# I did all the wrong things. Should I do something now?



## Rugs (Apr 12, 2013)

My husband has been a serial cheater for years. I didn't find out the extent of it until 2010. At that time I was dealing with serious health issues. 

He promised to stop and that was the end of it.

Well recently, I found this forum and realized I did EVERYTHING wrong. The more I read here, the angrier and more resentful I get.

His family was never told, the other women were not exposed and now I am angry. 

Right now I have not decided on divorce yet. I do want a divorce but may wait until my daughter graduated HS. 

We live as roommates now and there is no intimacy. For me, it would be like sleeping with a dirty bum. I am not attracted to my husband at all.

Because of rug sweeping and lack of intimacy, he will cheat again. I will not put myself through another investigation. Once was very draining and enough for me to know the kind of person he is.

Do I expose the affairs? A few we're married but most women were single. He did escort services too and I'm not really interested it going through every piece of videnc again.

Should I tell his family. Should I tell the married Cheater's families? Should I save my strength and move on?


----------



## domah (May 18, 2012)

Sounds like you moved on (at least emotionally). If you want to wait till your daughters graduation to file for divorce, then so be it; however, exposing the other parties and bringing up all the emotional pain is probably not worth it IMO. The point of a divorce is to move on, its not intended to hurt others or to be used as a means of revenge. Sounds like you have mostly moved on, why would you want to jeopardize that? The most important thing is your emotional well-being and that of your daughter. Do you think exposing other parties and digging into his affairs will do anything for that, especially when you know he is a serial cheater? 

I really think you should remove yourself from the situation and your husband.


----------



## MovingAhead (Dec 27, 2012)

If you are decided on divorce and your heart is set on it, then you have to ask yourself why you would tell the OW's families etc...

You may want to expose his behavior to his family, but be warned they may get mad at him, but he will probably give them a bunch of BS then rally behind him. Do you want that in your life?

If you divorce your kids will want to know why. Are you prepared to tell them? I told my boys and I put them in counseling. I don't know if it was right, but their lives were being affected by what was happening and when my EX would do things that hurt us, I told them what was going on.

My kids never wanted their parents to get divorced. I made sure they knew it was not their fault. It has been tough on them. They do not have good relationships with their mother but that is between them and her. I actually paid $150/session for my kids counselor to work on the relationship between my kids and EXW... Messed up to me, but it was for them so I did it. Didn't help that much but they were able to talk to someone.

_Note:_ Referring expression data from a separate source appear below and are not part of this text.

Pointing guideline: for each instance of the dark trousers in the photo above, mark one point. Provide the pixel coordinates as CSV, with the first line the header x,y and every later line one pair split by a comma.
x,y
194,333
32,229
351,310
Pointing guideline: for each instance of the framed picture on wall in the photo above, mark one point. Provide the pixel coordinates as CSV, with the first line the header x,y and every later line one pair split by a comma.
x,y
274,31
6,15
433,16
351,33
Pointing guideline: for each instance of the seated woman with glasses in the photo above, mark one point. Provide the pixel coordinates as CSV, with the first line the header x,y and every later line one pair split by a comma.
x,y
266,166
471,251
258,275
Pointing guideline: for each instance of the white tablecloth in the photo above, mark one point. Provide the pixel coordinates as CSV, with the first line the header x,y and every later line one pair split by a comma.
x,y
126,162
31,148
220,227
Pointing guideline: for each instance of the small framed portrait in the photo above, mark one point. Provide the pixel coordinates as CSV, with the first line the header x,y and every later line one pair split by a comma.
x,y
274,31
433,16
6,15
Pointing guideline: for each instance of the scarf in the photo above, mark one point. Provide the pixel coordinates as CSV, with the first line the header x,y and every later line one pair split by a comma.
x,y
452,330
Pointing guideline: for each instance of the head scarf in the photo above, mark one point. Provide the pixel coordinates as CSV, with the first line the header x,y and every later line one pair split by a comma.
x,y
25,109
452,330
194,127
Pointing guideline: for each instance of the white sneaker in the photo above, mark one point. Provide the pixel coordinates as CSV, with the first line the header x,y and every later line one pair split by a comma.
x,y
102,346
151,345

The best thing you can do is to make yourself the best person you can be and find out how you want to spend the rest of your life and get started now.

I am sorry you are here.


----------



## Rugs (Apr 12, 2013)

I think reading so much on this forum has stirred up a lot of anger. I just see so many people hurt and spouses getting off Scott-free and I am irritated.

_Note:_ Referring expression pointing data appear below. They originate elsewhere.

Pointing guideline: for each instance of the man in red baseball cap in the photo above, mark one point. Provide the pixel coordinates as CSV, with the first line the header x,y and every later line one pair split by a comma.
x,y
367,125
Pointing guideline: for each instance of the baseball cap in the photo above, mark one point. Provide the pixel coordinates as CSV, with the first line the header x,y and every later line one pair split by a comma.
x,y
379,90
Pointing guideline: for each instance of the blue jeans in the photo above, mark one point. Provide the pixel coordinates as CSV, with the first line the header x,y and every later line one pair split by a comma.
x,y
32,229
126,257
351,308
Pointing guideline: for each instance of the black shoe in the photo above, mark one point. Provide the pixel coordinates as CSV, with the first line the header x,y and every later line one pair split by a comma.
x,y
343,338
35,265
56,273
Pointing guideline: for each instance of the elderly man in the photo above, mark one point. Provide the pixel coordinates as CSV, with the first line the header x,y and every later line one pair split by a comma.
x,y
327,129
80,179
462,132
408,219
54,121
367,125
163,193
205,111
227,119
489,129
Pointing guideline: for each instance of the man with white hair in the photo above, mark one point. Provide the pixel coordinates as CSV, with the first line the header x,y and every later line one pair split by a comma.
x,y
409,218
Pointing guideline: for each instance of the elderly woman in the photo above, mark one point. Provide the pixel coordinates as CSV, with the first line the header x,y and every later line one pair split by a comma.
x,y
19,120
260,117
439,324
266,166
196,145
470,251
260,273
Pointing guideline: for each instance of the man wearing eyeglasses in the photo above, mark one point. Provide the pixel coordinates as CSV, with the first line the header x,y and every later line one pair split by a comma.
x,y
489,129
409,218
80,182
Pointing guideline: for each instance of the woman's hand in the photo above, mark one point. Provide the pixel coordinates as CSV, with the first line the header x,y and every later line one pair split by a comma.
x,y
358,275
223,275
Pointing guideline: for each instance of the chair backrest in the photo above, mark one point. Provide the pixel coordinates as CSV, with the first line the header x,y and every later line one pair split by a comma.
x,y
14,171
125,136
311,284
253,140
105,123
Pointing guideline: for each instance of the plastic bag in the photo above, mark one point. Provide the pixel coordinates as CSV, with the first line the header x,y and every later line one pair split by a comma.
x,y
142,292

My father is a cheater, my brother is a cheater, my husband is a cheater, I know of three friends who are cheaters. It just angers me.

I am on the high road and I do feel pretty good. I defiantly have moved on emotionally in my own case and it feels really good. Fortunately, I never felt responsible for my husband's cheating and I think that made a big difference. 

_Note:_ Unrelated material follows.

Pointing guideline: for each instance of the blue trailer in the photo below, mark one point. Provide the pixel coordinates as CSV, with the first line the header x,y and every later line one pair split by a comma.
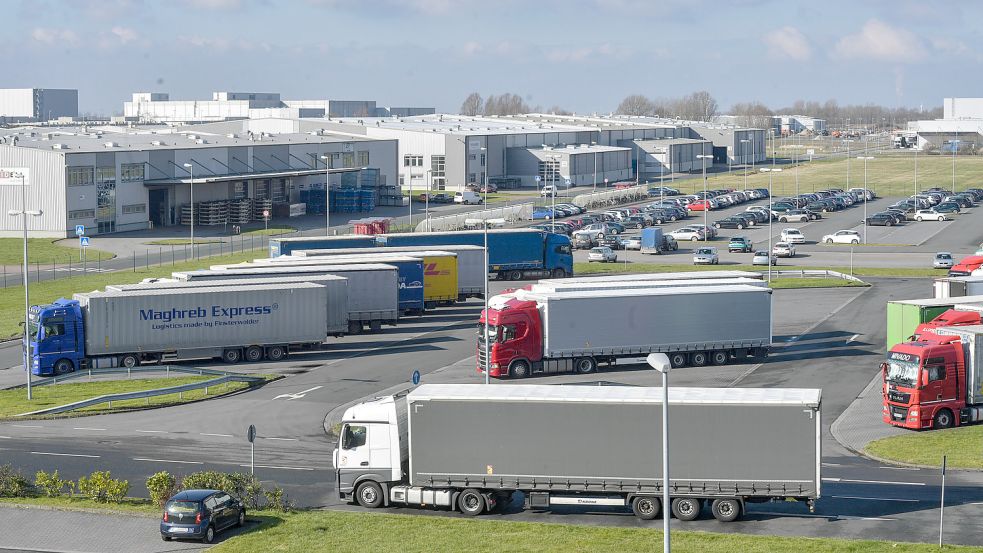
x,y
285,246
513,254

Thank you, It may be best to leave things alone.


----------



## JCD (Sep 2, 2012)

Wait for graduation. Expose the married cheaters. This isn't to hurt him. It's to protect the husbands involved. Do you think they don't want to know?

File and don't sugar coat. If asked by any family or friends, just say "Harry cheated on me with X women. I have evidence and established it to MY satisfaction. I've stayed with him for my daughter after I found out. I am not discussing the matter further."

The single chicks are either lied to or shameless home wreckers, so leave them alone.

He deserves as much warning about your intentions as you care to give him.
_Posted via Mobile Device_


----------



## Meyer (Apr 22, 2013)

Rugs said:


> My husband has been a serial cheater for years. I didn't find out the extent of it until 2010. At that time I was dealing with serious health issues.
> 
> Do I expose the affairs? A few we're married but most women were single. He did escort services too and I'm not really interested it going through every piece of videnc again.
> 
> Should I tell his family. Should I tell the married Cheater's families? Should I save my strength and move on?


There is nothing you did wrong. It is extremely difficult to deal with a cheating spouse. There is no right or wrong answer. I encourage you not to expose or drag things back up. If you do, I fear it will renew the hurt cycle for you all over again.

Also, your husband's cheating, whether in the past, present or future has nothing to do with lack of intimacy or anything related to you. He may well be a philanderer.

Link is to an article at Psychology Today. A number of perspectives are discussed but pay close attention to the section on philandering and see if it describes your husband. It described my WW's OM to perfection.

Best of luck.

Beyond Betrayal: Life After Infidelity | Psychology Today


----------